Stephen Mihm, professor and head of the department of history in the Franklin College of Arts and Sciences, discussed his hobby of apple growing with Atlanta Magazine.
Mihm, along with fellow UGA faculty Ray Covington, work together to run the Heritage Apple Orchard, a special type of orchard that is working to reestablish disappearing apple varieties.
Mihm moved to south Oconee County in 2015 and started to read a copy of “Old Southern Apples.” The encyclopedia showed Mihm the diversity Southern apple varieties once had.
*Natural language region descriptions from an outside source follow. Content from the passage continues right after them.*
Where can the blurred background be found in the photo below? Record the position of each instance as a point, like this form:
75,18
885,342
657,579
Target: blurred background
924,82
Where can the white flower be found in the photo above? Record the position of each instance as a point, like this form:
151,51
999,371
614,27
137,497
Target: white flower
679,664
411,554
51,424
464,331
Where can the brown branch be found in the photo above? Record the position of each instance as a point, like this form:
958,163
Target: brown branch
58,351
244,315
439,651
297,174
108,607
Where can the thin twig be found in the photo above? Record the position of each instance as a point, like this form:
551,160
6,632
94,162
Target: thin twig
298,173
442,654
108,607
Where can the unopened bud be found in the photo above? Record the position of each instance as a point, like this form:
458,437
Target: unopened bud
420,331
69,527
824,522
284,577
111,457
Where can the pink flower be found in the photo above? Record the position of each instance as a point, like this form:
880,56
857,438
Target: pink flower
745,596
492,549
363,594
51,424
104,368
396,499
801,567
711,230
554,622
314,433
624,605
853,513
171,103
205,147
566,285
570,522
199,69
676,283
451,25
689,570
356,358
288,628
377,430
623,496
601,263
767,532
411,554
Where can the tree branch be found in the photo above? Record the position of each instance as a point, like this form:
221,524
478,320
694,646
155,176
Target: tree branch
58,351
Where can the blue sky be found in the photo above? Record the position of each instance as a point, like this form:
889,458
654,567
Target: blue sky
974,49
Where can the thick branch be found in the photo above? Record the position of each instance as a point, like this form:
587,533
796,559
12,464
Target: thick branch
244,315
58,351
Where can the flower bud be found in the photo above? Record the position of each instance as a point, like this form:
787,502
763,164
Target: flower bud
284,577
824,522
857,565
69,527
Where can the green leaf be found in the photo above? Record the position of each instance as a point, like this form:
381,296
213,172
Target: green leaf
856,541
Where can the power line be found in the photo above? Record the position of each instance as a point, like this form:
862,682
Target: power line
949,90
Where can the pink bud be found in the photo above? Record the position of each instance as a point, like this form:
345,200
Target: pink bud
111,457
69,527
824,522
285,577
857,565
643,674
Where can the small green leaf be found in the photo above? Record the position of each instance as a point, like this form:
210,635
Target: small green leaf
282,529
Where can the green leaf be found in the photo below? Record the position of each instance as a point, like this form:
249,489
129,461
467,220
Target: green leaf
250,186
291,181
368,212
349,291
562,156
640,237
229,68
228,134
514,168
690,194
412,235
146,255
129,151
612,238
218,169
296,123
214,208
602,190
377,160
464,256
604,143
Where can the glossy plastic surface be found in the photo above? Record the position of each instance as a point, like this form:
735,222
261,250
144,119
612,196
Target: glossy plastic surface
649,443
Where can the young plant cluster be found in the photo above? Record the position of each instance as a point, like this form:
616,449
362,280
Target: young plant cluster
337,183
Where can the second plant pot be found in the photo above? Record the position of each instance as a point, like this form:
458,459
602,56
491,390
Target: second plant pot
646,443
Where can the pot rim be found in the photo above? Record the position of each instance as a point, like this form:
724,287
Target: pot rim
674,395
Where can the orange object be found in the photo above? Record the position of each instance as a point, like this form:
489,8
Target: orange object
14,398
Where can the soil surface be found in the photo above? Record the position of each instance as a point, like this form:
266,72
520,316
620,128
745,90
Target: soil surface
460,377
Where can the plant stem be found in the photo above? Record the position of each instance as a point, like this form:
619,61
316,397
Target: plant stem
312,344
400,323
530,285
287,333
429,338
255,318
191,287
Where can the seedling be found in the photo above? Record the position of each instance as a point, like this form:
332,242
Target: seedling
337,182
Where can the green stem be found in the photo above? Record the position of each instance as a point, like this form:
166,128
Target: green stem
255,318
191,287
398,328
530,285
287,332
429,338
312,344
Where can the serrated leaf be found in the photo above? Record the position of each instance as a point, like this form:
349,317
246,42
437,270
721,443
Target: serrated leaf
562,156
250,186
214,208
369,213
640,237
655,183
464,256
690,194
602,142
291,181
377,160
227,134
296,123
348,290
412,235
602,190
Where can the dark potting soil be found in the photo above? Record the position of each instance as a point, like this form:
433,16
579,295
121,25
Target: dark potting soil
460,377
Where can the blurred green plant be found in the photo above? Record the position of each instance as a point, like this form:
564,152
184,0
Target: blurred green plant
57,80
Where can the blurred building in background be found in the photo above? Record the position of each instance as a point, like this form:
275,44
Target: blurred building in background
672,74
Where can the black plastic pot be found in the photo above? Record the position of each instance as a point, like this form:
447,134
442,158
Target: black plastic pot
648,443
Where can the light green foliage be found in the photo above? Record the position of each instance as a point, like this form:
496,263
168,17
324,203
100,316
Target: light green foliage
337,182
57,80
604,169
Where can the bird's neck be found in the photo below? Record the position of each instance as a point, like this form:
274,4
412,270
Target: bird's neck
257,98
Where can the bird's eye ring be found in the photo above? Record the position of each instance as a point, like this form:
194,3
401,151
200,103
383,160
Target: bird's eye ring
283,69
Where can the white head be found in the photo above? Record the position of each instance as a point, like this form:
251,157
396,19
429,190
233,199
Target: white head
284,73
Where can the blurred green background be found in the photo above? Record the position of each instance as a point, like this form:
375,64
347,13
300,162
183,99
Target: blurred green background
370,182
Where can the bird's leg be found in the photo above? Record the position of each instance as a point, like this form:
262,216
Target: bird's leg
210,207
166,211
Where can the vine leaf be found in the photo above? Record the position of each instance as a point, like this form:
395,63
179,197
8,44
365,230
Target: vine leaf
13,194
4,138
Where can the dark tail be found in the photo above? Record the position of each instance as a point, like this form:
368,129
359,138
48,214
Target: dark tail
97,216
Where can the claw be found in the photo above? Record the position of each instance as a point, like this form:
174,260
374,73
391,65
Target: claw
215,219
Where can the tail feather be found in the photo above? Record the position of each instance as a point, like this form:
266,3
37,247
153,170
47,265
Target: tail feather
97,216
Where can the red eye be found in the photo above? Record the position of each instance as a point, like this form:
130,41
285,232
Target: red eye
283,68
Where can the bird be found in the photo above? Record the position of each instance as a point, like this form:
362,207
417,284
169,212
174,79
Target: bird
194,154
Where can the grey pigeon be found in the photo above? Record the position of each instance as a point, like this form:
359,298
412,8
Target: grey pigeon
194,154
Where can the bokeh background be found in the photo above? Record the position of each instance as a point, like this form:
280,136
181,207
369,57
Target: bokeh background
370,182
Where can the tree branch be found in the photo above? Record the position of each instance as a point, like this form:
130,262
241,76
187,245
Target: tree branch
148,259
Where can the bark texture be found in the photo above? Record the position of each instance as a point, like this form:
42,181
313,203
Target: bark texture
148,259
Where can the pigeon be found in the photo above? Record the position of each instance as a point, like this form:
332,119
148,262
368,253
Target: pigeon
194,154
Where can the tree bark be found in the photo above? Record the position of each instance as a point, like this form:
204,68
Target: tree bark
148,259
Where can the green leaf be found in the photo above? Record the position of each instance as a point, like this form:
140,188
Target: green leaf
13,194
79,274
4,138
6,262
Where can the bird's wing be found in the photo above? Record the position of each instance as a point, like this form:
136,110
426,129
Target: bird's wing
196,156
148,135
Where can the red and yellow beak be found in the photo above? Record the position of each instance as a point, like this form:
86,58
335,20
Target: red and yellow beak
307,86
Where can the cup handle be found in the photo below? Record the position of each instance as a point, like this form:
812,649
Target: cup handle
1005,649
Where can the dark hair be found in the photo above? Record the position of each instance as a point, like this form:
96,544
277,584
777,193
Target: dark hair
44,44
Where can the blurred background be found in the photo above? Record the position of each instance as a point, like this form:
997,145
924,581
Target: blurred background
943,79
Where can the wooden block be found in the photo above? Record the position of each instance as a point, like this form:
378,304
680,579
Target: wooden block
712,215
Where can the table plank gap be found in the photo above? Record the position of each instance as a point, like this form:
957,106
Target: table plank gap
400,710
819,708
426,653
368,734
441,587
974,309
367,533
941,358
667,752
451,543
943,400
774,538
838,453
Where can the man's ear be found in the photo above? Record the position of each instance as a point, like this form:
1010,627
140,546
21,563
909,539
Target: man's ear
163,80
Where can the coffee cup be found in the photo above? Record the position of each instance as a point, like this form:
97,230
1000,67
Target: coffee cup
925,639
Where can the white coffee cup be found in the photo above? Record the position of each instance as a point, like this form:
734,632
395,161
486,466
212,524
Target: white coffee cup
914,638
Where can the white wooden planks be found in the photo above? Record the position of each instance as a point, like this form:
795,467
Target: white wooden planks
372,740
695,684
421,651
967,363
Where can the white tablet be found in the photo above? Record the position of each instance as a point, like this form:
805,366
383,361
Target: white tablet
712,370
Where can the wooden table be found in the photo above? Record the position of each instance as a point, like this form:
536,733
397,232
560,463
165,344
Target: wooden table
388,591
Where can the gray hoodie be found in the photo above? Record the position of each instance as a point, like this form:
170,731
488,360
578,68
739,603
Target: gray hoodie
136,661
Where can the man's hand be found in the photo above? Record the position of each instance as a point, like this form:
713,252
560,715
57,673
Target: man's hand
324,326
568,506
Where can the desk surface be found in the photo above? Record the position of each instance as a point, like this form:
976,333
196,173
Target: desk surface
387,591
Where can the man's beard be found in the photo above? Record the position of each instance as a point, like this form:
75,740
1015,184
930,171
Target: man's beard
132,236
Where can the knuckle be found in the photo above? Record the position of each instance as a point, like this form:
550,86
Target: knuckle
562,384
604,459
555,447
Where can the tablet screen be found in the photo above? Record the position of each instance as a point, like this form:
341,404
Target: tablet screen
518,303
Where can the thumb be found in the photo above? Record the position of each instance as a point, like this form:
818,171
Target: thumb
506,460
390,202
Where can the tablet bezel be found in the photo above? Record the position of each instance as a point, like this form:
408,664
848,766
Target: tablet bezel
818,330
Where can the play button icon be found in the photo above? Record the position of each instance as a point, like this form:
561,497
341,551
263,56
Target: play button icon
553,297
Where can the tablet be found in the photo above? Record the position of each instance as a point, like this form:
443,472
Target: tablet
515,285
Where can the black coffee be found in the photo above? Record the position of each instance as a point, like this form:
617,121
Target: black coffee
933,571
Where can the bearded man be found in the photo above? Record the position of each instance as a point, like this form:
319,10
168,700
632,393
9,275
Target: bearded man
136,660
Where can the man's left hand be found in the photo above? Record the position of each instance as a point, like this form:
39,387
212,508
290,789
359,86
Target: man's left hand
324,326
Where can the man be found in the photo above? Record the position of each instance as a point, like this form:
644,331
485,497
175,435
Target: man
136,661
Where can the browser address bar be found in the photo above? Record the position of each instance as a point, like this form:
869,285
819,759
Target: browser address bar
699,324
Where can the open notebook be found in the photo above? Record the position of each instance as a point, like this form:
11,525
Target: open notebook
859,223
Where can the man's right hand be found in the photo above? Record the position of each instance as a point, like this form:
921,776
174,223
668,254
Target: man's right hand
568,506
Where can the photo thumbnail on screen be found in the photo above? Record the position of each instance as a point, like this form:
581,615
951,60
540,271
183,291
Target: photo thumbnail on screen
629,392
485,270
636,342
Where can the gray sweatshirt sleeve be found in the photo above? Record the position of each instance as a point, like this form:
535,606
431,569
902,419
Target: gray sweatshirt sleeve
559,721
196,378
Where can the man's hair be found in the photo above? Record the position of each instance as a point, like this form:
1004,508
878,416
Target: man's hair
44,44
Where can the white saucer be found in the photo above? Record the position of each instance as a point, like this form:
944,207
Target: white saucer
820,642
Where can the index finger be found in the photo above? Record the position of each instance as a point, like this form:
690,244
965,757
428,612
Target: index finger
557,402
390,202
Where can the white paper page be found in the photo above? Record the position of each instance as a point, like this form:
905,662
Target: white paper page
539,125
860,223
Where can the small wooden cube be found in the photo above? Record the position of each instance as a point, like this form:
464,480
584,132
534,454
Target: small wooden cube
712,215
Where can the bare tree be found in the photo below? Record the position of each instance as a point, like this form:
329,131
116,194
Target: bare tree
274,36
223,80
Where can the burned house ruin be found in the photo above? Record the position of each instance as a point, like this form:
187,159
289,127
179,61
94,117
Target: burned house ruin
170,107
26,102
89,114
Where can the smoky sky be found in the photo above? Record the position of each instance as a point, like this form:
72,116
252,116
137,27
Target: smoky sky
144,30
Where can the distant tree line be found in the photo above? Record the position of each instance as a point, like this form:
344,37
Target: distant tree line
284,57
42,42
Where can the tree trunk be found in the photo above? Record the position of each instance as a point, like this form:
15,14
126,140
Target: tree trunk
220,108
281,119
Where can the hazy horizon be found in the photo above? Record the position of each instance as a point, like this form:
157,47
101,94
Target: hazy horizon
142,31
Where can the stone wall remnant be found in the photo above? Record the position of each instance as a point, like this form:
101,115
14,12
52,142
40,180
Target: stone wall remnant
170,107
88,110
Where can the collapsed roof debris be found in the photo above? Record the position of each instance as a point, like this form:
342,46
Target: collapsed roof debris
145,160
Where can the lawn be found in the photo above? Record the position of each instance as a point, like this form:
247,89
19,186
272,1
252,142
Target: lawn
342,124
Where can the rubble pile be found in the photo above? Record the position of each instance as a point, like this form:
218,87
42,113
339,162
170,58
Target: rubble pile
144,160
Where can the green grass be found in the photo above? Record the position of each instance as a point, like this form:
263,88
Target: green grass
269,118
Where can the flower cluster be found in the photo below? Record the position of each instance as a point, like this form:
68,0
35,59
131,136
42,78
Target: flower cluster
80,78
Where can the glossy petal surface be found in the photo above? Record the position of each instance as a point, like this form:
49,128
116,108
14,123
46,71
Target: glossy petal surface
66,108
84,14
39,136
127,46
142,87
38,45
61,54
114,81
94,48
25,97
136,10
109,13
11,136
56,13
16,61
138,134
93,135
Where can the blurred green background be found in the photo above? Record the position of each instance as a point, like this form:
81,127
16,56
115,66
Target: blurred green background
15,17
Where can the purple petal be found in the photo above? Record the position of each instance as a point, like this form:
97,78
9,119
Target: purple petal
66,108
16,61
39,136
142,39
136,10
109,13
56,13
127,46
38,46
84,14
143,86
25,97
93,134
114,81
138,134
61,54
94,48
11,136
Many of the apples have since been lost to history, grown in a yard here or there, but not on a large-scale.
“So,” he said, “I started planting my own orchard.”
As a historian, Mihm saw the importance of preserving the life and history of forgotten apples.
“I realized that, as romantic as it is to find varieties that have not yet been rediscovered,” said Mihm, “there was a more practical and consequential thing to do, which is to take the varieties that do exist—however rare they may be—and preserve them in some way.”
One hope is that some of the apples being saved at the Heritage Apple Orchard may be able to get back into the commercial market. Georgia used to be the home of craft cider, and Mihm thinks it can be again.
“I’d consider it a significant victory if a few orchards opened for cider production using these apples,” he said.
Mihm said this orchard is a manifestation of history, carefully cultivated and selected.
“This plant material, which we think of as nature, is actually in this case very much tied up with history, and the history of the human past,” he said. “And it should be preserved for that reason alone.”